Here’s a fun science fact for the day: down in the ocean’s darkest, coldest depths, an area we’ll call Davy Jones’ sub-locker, exist species of deep-sea anglerfish whose males have evolved their way into a permanent form of conscious coupling.
On finding a suitable partner, these fellas spew out an enzyme that melts the skin, his and hers, and fuses their bodies into a single organism; they share all of their meals, circulate the same blood, and enjoy one another’s good parts in tandem.

Gross! Romantic, too, if you view romance and codependence through the same lens.
For Tim (Dave Franco), one half of the leading duo in Together, an uncommon contemporary example of male-facing body horror from director Michael Shanks, it’s just gross.
His overreliance on, and ambivalence toward, his longtime girlfriend, Millie (Alison Brie), isn’t sourced from physical aversions, exactly; later on in the film, he confides to Millie his memory of walking in on his parents in bed, and finding that his father had died some number of days prior while his mother kept going to sleep next to his mouldering corpse.
The psychic impression that discovery made on him explains his paralyzing fear of cohabitation and commitment, the keys to the film’s plot and motifs, but its spiritual effect naturally comes to encompass new corporeal realities for Tim and for Millie.
As the story opens, Millie has just gotten a job teaching elementary school English in the countryside, and Tim, reluctant but loyal, goes along with her, leaving his musician dreams behind. He adjusts poorly to his new environment; you can take the man out of the city, but boy you sure can’t take the city out of the man.

Tim doesn’t know how to effectively use a compass, build a fire, or blaze a trail in the woods, no matter how much Man vs. Wild he’s mainlined. (He knows how to sniff out a rat king, to his credit, and has the mettle to dispose of one, too.) His sciolism is charming, until the pair find themselves stuck in a pit cave during a rainstorm. At that point, the charm is replaced with a newfound magnetic pull toward Millie that Tim starts to experience once the weather abates and they safely climb back to daylight.
Even acknowledging the couple’s declining intimacy, this inexorable attraction is a bit much for her, but this is what happens when you drink water from strange subterranean pools, as did poor Tim, thirsty and absent a better option on their unintended overnight in the dirt.

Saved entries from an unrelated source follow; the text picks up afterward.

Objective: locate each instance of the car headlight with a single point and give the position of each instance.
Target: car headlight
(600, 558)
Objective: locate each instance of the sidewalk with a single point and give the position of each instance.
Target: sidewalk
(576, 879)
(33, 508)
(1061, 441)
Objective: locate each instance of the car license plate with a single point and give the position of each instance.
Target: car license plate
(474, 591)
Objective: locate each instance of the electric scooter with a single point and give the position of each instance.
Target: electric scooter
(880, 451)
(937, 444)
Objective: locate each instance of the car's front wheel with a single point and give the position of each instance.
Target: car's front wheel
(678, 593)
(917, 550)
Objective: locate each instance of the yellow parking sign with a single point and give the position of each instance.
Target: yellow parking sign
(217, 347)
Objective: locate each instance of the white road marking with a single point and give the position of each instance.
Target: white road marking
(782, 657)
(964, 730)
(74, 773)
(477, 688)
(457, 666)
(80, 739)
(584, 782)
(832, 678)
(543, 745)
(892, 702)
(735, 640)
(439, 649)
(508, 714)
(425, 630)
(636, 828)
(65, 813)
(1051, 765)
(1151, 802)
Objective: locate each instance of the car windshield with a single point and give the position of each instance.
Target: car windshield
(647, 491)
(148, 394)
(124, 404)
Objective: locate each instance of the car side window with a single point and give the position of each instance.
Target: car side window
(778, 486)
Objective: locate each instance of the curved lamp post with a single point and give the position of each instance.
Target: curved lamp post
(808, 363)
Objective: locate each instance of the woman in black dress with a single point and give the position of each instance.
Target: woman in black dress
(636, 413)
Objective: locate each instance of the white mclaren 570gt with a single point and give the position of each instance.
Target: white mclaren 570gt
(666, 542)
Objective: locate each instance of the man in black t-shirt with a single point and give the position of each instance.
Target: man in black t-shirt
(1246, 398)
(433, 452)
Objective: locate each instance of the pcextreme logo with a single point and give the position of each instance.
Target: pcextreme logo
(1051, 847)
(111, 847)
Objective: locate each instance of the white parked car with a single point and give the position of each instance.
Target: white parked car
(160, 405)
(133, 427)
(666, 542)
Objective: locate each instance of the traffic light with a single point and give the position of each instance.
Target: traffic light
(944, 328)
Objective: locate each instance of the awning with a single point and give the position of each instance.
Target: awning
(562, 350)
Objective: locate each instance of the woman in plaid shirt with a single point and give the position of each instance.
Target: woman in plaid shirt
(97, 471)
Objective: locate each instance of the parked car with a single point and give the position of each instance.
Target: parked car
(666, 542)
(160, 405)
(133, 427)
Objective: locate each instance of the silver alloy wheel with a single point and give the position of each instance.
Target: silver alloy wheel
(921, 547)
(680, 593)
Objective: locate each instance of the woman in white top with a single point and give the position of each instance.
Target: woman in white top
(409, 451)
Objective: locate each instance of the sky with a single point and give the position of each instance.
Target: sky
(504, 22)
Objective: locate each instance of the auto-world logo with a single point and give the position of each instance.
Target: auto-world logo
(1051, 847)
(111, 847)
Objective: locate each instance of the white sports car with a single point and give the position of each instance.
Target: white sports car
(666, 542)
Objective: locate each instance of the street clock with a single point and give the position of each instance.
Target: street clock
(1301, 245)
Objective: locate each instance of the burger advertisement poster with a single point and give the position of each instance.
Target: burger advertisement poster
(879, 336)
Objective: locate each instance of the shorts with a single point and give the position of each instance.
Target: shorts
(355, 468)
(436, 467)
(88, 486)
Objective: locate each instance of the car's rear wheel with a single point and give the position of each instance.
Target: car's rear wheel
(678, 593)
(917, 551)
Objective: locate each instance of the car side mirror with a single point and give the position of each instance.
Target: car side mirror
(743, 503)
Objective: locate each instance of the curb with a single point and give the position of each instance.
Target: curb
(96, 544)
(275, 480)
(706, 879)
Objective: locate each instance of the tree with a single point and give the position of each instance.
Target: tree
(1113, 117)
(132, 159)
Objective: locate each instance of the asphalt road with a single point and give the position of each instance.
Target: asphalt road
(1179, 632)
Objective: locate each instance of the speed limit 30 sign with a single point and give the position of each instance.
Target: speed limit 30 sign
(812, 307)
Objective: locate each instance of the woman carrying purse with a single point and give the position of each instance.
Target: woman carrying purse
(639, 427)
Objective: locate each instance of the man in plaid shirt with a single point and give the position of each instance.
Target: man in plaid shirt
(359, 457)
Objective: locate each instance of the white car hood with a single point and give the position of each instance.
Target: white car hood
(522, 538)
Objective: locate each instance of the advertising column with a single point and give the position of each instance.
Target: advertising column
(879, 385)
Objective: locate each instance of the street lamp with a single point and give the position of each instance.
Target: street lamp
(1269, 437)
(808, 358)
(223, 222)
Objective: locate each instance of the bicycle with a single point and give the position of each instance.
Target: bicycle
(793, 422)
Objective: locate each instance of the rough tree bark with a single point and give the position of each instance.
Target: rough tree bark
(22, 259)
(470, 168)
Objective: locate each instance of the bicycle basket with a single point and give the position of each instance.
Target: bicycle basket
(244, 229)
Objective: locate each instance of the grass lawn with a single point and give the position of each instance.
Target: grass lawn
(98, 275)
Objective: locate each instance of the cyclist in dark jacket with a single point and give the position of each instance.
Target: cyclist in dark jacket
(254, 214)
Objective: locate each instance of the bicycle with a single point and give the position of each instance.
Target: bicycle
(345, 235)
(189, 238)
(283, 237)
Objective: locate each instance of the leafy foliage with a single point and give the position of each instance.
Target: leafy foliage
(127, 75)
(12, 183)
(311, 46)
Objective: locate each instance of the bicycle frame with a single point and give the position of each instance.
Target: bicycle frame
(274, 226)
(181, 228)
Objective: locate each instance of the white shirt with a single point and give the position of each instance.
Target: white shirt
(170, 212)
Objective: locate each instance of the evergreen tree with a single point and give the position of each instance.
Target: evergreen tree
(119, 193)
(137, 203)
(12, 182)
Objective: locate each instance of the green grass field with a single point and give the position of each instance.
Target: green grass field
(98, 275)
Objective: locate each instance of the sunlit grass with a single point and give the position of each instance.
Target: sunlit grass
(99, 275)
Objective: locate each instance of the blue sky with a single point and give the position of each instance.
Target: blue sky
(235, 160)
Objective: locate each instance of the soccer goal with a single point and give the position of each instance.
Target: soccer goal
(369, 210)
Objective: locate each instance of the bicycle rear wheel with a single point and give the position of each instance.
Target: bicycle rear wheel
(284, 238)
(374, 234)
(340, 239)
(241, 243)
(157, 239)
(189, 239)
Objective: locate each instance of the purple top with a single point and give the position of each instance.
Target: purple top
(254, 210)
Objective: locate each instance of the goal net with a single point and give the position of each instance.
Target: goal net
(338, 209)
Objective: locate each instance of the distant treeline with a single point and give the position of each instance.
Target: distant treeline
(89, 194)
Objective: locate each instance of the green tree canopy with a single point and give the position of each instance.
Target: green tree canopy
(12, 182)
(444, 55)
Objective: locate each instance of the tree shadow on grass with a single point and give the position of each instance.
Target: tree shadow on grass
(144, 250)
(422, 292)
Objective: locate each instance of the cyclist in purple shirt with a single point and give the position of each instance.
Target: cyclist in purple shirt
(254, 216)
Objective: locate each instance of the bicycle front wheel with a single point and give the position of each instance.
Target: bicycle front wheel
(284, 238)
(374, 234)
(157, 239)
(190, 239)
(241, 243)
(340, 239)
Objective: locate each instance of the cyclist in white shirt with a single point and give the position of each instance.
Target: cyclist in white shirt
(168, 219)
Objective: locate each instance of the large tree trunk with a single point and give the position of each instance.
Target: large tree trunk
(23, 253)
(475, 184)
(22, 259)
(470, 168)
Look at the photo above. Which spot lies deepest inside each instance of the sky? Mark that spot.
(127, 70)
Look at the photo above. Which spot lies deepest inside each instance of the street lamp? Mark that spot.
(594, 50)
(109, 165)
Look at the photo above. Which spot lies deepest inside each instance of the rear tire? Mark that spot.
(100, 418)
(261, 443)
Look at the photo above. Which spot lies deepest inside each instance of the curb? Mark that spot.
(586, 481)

He crosses a line by tracking her down at her job, and though she’s outraged at first, her husband’s sudden sexual pull is too much for her to resist; they have sex in a stall in the boys’ bathroom as students loudly enjoy recess outside the facility’s walls. Happily flustered at first, Tim and Millie find the same sexual pull nearly impossible to detach from: their genitals, like those frumpy old anglerfishes, have bonded, like they accidentally reached for the Elmer’s instead of the Good Clean Love.

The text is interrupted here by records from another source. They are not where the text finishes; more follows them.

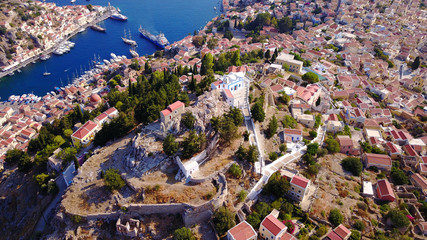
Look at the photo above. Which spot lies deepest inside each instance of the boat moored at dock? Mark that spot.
(159, 40)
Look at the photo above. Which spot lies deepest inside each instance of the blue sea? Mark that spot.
(175, 18)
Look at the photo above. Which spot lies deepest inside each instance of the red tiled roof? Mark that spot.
(300, 181)
(288, 236)
(84, 130)
(381, 159)
(392, 148)
(409, 150)
(166, 112)
(242, 231)
(333, 236)
(385, 188)
(228, 93)
(293, 131)
(273, 225)
(420, 180)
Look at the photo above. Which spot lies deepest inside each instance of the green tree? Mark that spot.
(183, 234)
(236, 115)
(335, 217)
(283, 147)
(312, 148)
(332, 145)
(416, 64)
(257, 112)
(313, 134)
(310, 77)
(322, 230)
(192, 144)
(228, 34)
(272, 127)
(170, 145)
(252, 154)
(113, 180)
(235, 58)
(68, 154)
(235, 170)
(399, 177)
(289, 122)
(276, 185)
(285, 25)
(223, 220)
(355, 235)
(207, 65)
(353, 165)
(188, 120)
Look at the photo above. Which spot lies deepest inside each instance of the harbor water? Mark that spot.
(176, 19)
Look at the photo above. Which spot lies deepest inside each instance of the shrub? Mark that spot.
(322, 230)
(113, 180)
(235, 170)
(272, 156)
(359, 225)
(223, 220)
(242, 195)
(398, 218)
(282, 147)
(313, 134)
(355, 235)
(353, 165)
(183, 234)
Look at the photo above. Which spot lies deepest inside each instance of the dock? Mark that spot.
(103, 16)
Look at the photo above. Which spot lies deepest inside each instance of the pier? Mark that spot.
(102, 16)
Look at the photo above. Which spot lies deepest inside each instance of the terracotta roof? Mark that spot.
(342, 231)
(84, 130)
(166, 112)
(345, 141)
(288, 236)
(409, 150)
(333, 236)
(385, 188)
(380, 159)
(242, 231)
(420, 180)
(292, 131)
(273, 225)
(300, 181)
(228, 93)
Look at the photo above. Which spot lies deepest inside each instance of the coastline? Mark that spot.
(103, 16)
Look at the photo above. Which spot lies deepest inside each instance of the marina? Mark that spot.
(67, 66)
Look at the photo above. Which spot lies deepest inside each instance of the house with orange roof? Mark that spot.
(379, 161)
(299, 187)
(85, 134)
(384, 190)
(171, 113)
(271, 228)
(242, 231)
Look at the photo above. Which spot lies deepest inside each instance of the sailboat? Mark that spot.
(133, 52)
(46, 73)
(128, 40)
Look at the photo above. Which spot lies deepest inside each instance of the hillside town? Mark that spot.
(33, 30)
(277, 120)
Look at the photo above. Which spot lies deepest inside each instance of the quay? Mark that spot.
(102, 16)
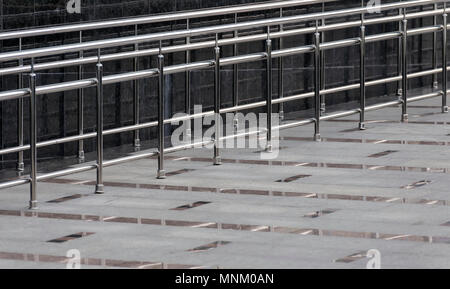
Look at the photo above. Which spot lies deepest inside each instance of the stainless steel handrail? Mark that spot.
(161, 71)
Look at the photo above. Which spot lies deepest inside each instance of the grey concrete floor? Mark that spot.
(346, 198)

Shanks doesn’t explicate the “what” of the cave. He leaves the mystery intact as a fun treat for his viewers, knowing full well that the “what” is less interesting than its consequences: that Tim literally can’t stay away from Millie when he’s in the “what’s” thrall, and that if they make contact with one another, their bodies will begin to fuse, well: together. (Hey, that’s the name of the movie.)

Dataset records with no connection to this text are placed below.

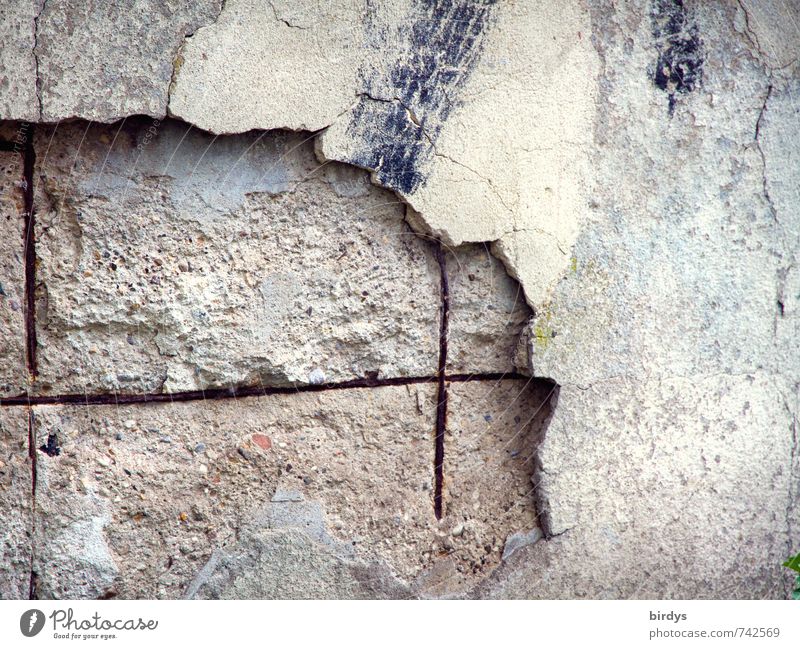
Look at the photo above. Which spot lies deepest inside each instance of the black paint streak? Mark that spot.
(679, 68)
(395, 135)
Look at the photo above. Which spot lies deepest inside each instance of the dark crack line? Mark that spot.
(441, 399)
(32, 456)
(235, 393)
(29, 237)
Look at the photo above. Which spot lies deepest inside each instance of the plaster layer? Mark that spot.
(675, 488)
(681, 266)
(420, 94)
(18, 99)
(104, 61)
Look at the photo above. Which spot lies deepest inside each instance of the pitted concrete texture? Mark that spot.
(631, 165)
(16, 501)
(487, 313)
(685, 241)
(13, 371)
(493, 431)
(136, 498)
(287, 564)
(172, 260)
(18, 98)
(674, 488)
(104, 61)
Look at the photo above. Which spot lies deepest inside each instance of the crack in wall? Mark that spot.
(441, 399)
(765, 188)
(33, 579)
(29, 237)
(35, 54)
(117, 398)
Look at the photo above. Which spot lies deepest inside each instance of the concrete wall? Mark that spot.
(410, 299)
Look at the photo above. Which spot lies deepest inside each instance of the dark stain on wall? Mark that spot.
(679, 68)
(405, 105)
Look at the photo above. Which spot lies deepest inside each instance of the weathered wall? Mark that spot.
(631, 165)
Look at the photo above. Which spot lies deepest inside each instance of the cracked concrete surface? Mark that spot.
(13, 372)
(631, 166)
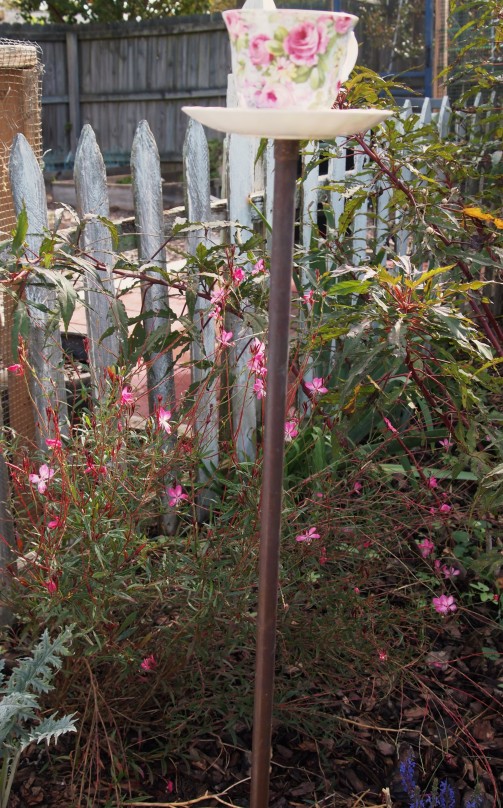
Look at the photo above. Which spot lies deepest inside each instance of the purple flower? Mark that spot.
(308, 536)
(176, 496)
(316, 387)
(444, 604)
(42, 478)
(425, 547)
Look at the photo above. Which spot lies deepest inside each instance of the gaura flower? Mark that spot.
(176, 496)
(149, 663)
(16, 369)
(53, 443)
(225, 338)
(259, 267)
(259, 388)
(291, 430)
(163, 418)
(308, 536)
(127, 398)
(54, 523)
(51, 585)
(42, 478)
(444, 604)
(238, 275)
(316, 387)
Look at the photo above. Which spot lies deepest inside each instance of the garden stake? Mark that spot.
(285, 177)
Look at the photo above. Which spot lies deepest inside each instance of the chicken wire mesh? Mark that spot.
(20, 112)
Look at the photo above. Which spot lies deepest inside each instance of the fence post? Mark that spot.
(45, 356)
(197, 184)
(96, 242)
(147, 192)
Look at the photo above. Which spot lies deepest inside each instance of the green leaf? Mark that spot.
(20, 232)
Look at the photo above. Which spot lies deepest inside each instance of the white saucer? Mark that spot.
(288, 124)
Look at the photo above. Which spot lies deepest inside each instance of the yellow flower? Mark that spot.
(477, 213)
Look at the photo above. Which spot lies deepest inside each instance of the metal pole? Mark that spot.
(285, 176)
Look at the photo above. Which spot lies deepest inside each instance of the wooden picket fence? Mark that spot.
(249, 188)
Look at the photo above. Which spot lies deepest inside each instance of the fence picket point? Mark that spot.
(96, 241)
(197, 186)
(149, 218)
(45, 356)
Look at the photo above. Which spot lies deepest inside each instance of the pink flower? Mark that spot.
(291, 430)
(425, 547)
(316, 387)
(54, 523)
(259, 52)
(127, 398)
(42, 478)
(53, 443)
(225, 339)
(259, 388)
(149, 663)
(308, 536)
(16, 369)
(238, 275)
(444, 604)
(163, 418)
(218, 297)
(94, 470)
(343, 24)
(51, 585)
(450, 572)
(259, 267)
(176, 496)
(304, 42)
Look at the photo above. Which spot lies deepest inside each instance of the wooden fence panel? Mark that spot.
(147, 191)
(45, 355)
(198, 208)
(96, 241)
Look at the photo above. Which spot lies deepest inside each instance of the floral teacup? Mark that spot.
(290, 59)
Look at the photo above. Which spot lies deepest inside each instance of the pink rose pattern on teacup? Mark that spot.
(306, 42)
(279, 67)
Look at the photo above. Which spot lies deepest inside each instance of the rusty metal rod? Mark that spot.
(285, 176)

The basic conceit is played chiefly for the combined genre pleasure of gross-out terror, with ancillary displays of high anxiety and gallows humor. The bathroom sex scene squeamishly evinces the former; a second act beat where Tim and Millie snort muscle relaxants to foil their unwanted conjoinment emphasizes the latter. The scene’s frenzied sincerity evokes the deranged energy of The Wolf of Wall Street’s Lemmon Quaaludes sequence, plus the self-awareness baked into the DNA of Community, the meta-textual NBC sitcom that gave Brie her breakthrough.
That Shanks’ comic tastes mesh so cleanly with his visceral appetites suggests an innate appreciation for how funny and uncanny men’s bodies can be, and especially that both sensations share an inextricable relationship; one cannot fully admire Robin Williams’ impression of a penis if one does not react with a full body cringe to slides of a passing kidney stone.
When Tim vocalizes the roots of his neuroses, that nightmare image of his mom’s manic smile and tear-streaked cheeks, and his dad’s festering body, a phallus-centric view of his masculine identity isn’t one of them. But Together ultimately reflects Tim’s concerns, about the subsumption of his individual identity by his relationship to Millie, through physical transformation. He isn’t afraid of losing his balls. If his truest fear comes to pass–if he ceases to be “Tim” and becomes “Millie’s boyfriend,” much less her fiancé, instead–he’ll lose them all the same. Just like that anglerfish.